Jasa permak pakaian dapat dimulai dengan kemampuan dasar menjahit dan mesin jahit bekas yang masih layak pakai. Estimasi modal awalnya sekitar Rp 800.000–Rp 2.000.000, termasuk mesin jahit bekas.
Jasa cuci sepatu dapat dimulai hanya dengan sikat khusus, sabun pembersih, dan area penjemuran. Modal awalnya relatif kecil, sekitar Rp 200.000–Rp 400.000, dengan pasar dari pelajar hingga pekerja kantoran.
Laundry kiloan skala kecil juga bisa berjalan bila mesin cuci sudah tersedia di rumah. Modal awalnya sekitar Rp 150.000–Rp 500.000, dan target pasar utamanya adalah anak kos atau pekerja lajang di sekitar rumah.
Untuk tahap awal, pemasaran usaha-usaha ini umumnya bisa dimulai dari keluarga, tetangga, dan teman.
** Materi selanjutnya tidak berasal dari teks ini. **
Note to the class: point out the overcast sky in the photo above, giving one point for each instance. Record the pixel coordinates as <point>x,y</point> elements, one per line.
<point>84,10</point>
WhatsApp, Instagram, Facebook, serta marketplace lokal juga dapat dipakai untuk memperluas jangkauan tanpa harus membuka toko fisik.
Pada usaha makanan yang mulai dijual lebih luas, pendaftaran PIRT melalui Dinas Kesehatan setempat dianjurkan untuk meningkatkan kepercayaan konsumen. Langkah itu menjadi penting ketika usaha rumahan berkembang dari skala kecil menjadi penjualan yang lebih besar.